The internet's defenses against non-human actors infer intent from behavior. CAPTCHAs, behavioral scoring, fingerprinting, and rate limits all ask the same question: does this visitor act like a person? Agents now act like people. The ChatGPT Agent incident shows the check passing on autopilot, and Thales' guidance to its own customers concedes the point: "assume that bots will appear human at the surface level," because bots present valid browsers, realistic timing, and residential IP addresses, and get caught only "through persistence, scale, or downstream impact" (April 2026).

Inference fails in the other direction too. A site that blocks everything bot-like turns away the agents its customers sent: the shopping assistant, the booking agent, the research tool. Thales describes AI agents as a third category of traffic that "would previously have appeared anomalous" and is "increasingly treated as expected behavior," leaving legitimate and malicious automation operating "through similar channels, workflows, and infrastructure" (April 2026). Behavioral inference cannot separate them, because the behavior is the same. Identity separates them, and the identity layer does not exist.

Rules and disclosure fare no better than detection. The subreddit the Zurich bots manipulated had a rule against AI content. The code freeze the Replit agent violated was an instruction. Neither rule could see what it governed. A rule that cannot verify compliance is a request.

Regulation arrives, and asks for an identity layer that does not exist

EU AI Act Article 50 applies from August 2, 2026: providers must ensure that AI systems intended to interact with people inform them they are dealing with AI. The European Commission's draft implementation guidelines (May 8, 2026) bring agentic AI into scope by name, covering conversational agents and autonomous browsing and outreach agents, with disclosure expected wherever human interaction is plausible.
The US standards body is asking the foundational question in public. NIST's National Cybersecurity Center of Excellence published a draft concept paper, "Accelerating the Adoption of Software and Artificial Intelligence Agent Identity and Authorization," on February 5, 2026, examining whether existing identity and authorization standards can be applied to AI agents at all.
US states legislated first and narrowest. California's B.O.T. Act (effective July 1, 2019) requires bots to disclose themselves when selling or influencing votes. Utah's Artificial Intelligence Policy Act (effective May 1, 2024, tightened in 2025) requires disclosure of generative AI in consumer interactions. California's SB 243 (effective January 1, 2026) requires companion chatbots to disclose they are AI.
Congress moved after the espionage report: the House Homeland Security Committee called Anthropic and Google to testify on what its own announcement titled an "AI-Assisted, Partially Autonomous PRC Cyber Operation" (hearing December 17, 2025).
The payment networks did not wait for law. Mastercard announced Agent Pay (April 29, 2025) binding payment credentials to a specific agent and consent scope; Visa announced Intelligent Commerce (April 30, 2025); Google announced the Agent Payments Protocol with more than 60 partners (September 16, 2025), using signed mandates as verifiable proof of a user's instructions to an agent, for transactions that run inside their own rails.

The pattern across all of it: every duty is a disclosure or authorization duty, and none of it can be enforced against an actor with no verifiable identity. A disclosure mandate binds the honest, and marking duties attach to providers, which a self-hosted agent does not have. The Personhood Credentials authors expect watermark enforcement to fail for the same reason: in open-weight implementations, "the watermarking function can merely be removed from the model's code before running" (arXiv, August 2024). The Zurich bots operated under a disclosure rule for four months.

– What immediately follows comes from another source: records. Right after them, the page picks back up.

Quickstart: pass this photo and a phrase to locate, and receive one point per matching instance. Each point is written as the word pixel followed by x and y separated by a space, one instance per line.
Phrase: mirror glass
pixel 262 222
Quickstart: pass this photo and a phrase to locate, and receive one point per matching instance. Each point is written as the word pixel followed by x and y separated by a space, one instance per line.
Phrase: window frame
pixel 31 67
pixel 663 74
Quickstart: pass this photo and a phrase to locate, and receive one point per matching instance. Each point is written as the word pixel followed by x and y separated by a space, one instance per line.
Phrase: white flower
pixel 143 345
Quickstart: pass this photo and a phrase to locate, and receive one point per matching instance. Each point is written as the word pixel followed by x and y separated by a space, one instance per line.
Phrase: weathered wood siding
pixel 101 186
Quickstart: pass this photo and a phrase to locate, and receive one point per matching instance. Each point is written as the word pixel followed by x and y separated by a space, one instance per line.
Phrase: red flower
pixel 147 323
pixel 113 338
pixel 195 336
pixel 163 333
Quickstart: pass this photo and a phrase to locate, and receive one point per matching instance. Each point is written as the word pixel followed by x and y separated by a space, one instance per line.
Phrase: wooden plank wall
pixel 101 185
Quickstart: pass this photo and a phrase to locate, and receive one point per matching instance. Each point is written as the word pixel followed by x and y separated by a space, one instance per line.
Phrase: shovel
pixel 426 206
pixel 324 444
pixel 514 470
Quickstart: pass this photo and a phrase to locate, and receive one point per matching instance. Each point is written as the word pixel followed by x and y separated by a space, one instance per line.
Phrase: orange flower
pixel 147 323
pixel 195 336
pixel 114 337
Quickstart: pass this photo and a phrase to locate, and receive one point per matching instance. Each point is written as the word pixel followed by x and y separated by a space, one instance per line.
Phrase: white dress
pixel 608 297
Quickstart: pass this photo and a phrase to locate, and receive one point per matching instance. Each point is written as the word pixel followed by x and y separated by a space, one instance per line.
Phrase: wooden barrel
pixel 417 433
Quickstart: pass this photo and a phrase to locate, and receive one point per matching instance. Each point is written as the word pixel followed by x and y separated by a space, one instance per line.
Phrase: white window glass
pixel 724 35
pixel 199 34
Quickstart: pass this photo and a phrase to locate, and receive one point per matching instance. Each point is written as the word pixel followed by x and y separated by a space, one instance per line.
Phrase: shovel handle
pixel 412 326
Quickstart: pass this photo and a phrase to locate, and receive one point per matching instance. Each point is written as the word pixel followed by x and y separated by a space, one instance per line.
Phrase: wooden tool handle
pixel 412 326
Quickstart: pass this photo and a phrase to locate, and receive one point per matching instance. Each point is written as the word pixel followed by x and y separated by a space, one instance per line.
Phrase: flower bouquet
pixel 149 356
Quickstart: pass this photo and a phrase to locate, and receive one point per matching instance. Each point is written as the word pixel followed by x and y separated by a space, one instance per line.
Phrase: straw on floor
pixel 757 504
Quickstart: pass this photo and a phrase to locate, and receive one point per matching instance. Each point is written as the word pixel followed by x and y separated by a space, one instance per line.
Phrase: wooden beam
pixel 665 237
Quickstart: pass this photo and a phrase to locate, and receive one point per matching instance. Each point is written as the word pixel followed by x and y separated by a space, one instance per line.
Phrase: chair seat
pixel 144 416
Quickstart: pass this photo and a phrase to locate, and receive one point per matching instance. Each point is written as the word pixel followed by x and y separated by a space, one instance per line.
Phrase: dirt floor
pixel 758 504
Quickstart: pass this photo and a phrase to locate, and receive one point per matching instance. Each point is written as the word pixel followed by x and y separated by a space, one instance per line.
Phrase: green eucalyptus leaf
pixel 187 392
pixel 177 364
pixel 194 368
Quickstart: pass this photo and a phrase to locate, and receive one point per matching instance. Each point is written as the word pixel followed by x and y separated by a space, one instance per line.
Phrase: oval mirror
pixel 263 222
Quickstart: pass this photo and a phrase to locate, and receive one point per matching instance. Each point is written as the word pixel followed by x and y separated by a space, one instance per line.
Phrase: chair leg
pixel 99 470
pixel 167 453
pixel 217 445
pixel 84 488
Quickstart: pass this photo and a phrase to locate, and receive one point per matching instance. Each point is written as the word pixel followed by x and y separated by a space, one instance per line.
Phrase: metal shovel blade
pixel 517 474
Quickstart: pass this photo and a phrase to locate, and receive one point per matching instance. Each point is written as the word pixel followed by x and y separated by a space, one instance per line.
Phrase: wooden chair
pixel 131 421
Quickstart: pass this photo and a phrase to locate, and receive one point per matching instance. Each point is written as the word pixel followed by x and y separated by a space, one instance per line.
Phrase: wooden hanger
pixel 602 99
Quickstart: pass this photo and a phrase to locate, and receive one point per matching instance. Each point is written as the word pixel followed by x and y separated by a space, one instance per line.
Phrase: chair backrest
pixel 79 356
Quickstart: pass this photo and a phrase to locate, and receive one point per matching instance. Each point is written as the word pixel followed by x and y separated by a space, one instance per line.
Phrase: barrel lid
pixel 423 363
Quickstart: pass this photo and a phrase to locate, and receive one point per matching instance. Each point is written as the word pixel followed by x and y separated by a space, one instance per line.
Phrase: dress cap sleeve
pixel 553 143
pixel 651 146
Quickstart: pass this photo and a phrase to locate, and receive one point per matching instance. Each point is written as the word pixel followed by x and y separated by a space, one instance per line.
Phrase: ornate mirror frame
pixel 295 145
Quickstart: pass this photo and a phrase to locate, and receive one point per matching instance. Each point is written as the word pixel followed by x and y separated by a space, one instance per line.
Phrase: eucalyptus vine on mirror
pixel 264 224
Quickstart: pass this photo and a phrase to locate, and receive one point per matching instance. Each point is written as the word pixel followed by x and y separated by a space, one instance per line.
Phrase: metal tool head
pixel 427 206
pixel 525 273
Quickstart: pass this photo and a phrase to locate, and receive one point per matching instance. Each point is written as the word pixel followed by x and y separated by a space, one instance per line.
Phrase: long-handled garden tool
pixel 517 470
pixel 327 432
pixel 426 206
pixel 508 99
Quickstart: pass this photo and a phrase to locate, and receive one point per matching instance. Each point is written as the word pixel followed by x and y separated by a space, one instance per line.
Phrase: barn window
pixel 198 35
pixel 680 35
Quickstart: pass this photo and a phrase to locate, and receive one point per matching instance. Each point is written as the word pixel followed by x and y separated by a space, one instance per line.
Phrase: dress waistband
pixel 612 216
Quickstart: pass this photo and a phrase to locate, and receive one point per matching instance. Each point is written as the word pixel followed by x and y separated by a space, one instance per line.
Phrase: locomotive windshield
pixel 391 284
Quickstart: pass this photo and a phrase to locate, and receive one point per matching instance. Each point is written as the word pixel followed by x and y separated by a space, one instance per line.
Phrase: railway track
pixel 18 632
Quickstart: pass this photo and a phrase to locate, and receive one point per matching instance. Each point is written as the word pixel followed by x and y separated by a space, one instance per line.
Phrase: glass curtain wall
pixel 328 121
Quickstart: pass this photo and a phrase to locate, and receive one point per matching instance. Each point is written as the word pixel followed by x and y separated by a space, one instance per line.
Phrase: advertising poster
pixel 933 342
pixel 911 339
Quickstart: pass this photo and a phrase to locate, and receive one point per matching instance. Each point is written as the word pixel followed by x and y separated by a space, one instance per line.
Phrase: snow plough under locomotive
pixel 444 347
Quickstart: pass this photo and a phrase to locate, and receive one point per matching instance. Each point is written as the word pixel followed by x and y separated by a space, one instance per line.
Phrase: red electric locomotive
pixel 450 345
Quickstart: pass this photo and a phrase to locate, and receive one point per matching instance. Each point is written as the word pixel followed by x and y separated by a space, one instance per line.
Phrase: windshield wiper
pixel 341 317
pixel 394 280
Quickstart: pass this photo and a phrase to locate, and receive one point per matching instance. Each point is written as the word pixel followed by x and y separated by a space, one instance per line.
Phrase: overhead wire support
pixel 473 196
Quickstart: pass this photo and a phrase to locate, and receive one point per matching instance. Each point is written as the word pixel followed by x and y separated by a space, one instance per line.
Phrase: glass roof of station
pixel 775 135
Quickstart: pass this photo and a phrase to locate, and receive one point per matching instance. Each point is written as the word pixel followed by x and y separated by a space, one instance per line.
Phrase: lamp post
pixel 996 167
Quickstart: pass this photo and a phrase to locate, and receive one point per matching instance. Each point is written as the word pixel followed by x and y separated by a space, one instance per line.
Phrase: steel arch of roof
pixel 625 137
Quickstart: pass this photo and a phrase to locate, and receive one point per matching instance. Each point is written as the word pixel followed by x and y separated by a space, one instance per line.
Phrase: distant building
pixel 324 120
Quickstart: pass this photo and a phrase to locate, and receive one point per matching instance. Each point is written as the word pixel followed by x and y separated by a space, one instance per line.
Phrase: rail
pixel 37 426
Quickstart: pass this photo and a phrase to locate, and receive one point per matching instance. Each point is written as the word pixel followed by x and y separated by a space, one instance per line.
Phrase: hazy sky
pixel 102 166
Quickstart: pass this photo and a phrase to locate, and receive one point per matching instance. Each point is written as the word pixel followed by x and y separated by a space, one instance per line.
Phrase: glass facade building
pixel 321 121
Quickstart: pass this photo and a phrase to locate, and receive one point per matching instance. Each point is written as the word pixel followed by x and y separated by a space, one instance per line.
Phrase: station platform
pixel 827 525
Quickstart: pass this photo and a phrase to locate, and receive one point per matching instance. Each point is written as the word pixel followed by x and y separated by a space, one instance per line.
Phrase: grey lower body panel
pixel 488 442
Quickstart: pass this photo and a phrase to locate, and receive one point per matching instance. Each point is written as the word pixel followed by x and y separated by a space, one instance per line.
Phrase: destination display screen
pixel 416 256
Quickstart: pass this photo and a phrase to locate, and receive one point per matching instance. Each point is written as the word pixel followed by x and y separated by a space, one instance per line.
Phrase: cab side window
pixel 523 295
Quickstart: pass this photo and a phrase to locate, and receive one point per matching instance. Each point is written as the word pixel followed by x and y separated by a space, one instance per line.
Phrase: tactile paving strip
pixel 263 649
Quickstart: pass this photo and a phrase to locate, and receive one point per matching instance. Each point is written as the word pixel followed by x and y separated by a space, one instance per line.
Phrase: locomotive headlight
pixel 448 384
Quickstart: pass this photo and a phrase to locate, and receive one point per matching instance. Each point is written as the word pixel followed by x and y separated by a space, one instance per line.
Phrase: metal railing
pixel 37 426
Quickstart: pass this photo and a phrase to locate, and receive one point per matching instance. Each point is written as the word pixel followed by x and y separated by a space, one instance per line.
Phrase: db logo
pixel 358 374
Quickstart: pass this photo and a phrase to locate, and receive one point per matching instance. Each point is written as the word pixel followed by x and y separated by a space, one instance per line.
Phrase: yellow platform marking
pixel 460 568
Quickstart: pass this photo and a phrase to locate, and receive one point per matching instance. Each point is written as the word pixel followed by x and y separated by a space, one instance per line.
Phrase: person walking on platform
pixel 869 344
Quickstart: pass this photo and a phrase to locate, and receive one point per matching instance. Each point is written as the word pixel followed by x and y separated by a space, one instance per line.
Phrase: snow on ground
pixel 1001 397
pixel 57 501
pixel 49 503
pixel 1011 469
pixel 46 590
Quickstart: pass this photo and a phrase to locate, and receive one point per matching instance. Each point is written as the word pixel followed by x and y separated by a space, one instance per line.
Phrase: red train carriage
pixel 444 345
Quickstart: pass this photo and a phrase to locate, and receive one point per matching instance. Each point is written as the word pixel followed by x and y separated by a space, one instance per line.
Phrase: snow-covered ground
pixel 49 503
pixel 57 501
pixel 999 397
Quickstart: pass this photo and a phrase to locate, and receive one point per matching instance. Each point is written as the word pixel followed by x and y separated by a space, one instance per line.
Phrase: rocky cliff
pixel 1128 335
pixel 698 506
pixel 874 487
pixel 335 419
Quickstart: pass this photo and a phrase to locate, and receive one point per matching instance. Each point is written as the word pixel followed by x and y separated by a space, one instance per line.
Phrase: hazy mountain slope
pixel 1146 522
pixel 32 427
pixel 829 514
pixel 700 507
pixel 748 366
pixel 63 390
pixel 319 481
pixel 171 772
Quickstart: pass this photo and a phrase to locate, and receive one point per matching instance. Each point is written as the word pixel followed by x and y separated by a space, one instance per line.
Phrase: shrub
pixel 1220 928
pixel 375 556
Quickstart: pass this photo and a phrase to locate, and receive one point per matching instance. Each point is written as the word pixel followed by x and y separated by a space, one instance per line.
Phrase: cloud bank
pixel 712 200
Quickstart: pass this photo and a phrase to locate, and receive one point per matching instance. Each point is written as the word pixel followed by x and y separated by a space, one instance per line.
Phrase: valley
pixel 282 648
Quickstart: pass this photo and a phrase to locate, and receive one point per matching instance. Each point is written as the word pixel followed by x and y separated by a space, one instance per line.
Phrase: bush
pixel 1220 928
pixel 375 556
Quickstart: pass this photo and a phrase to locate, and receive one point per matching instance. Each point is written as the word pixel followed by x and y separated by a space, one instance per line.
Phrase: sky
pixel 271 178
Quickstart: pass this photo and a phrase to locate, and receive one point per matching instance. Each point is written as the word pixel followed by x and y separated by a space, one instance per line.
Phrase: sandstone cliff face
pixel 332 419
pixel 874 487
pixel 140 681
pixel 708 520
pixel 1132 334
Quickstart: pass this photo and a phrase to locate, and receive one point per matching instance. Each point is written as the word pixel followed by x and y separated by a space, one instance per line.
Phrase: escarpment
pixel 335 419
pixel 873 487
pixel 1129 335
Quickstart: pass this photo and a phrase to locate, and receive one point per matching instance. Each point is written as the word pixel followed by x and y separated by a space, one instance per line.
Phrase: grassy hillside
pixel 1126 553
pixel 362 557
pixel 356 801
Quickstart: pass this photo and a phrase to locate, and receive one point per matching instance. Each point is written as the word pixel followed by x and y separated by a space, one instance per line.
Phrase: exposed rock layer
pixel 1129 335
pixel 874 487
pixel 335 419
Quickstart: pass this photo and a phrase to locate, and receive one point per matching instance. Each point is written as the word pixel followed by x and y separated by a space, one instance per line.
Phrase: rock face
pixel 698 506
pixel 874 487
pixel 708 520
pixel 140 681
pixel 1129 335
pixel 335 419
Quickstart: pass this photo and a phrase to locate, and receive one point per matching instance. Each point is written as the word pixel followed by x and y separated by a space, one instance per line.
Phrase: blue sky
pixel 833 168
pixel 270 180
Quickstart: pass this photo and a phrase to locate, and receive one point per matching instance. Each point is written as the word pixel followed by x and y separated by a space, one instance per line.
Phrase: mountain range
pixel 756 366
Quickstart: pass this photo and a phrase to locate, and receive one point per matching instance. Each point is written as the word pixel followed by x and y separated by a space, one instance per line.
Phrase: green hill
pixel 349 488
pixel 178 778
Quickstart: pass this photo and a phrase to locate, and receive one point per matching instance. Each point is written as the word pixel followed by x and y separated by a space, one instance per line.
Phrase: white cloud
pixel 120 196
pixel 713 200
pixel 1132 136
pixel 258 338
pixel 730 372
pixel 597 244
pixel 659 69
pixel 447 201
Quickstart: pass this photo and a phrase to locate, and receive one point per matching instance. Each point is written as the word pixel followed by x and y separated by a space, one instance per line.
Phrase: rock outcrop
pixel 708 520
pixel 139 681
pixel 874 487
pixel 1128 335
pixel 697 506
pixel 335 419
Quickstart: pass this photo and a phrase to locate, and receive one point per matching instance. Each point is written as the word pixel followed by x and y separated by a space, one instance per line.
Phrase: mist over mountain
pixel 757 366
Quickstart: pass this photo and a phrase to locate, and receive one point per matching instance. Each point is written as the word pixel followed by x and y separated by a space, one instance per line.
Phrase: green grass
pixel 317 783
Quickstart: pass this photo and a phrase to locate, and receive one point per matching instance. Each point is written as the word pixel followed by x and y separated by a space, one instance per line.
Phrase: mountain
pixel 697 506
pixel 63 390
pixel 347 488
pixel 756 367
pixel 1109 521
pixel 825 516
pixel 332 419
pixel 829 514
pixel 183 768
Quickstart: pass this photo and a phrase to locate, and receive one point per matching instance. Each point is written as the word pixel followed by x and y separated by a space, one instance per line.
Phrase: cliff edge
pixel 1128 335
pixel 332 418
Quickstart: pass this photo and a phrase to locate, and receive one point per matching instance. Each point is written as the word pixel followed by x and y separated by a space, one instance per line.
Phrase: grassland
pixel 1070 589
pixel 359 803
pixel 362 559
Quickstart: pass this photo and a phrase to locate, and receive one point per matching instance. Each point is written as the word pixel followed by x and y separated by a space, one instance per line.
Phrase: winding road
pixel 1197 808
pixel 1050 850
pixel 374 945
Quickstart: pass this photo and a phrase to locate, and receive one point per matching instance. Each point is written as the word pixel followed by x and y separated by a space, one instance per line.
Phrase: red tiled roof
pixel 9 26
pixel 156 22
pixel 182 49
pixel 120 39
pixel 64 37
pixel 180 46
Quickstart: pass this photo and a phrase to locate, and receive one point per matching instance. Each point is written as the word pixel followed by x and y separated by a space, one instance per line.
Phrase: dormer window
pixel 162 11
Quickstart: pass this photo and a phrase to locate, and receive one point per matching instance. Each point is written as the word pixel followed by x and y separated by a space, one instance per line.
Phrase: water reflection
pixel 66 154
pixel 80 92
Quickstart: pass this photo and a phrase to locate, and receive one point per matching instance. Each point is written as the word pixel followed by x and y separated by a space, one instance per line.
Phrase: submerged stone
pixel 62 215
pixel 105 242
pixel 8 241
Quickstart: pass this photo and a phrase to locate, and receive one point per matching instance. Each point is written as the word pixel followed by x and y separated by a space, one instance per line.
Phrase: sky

The payment rails are the strongest response on the list, and they answer the narrowest question. A signed mandate proves that a purchase instruction came from a cardholder's account. It does that and stops. The mandate is a credential, and a credential can be presented by any process that holds it, with nothing proving the presenter is the sole holder or the process the user configured. The chain it anchors ends at a payment account rather than a person, and accounts are what attackers take over; account takeover rose 70 percent in the year to July 2025 (Thales, April 2026). And the rails govern the agents that enroll, at the moment they spend. The agent that posts, scrapes, persuades, or intrudes never enrolls, and even the agent that does enroll is identifiable inside the rail and unidentified everywhere else. Three of the four incidents above involve no payment at all.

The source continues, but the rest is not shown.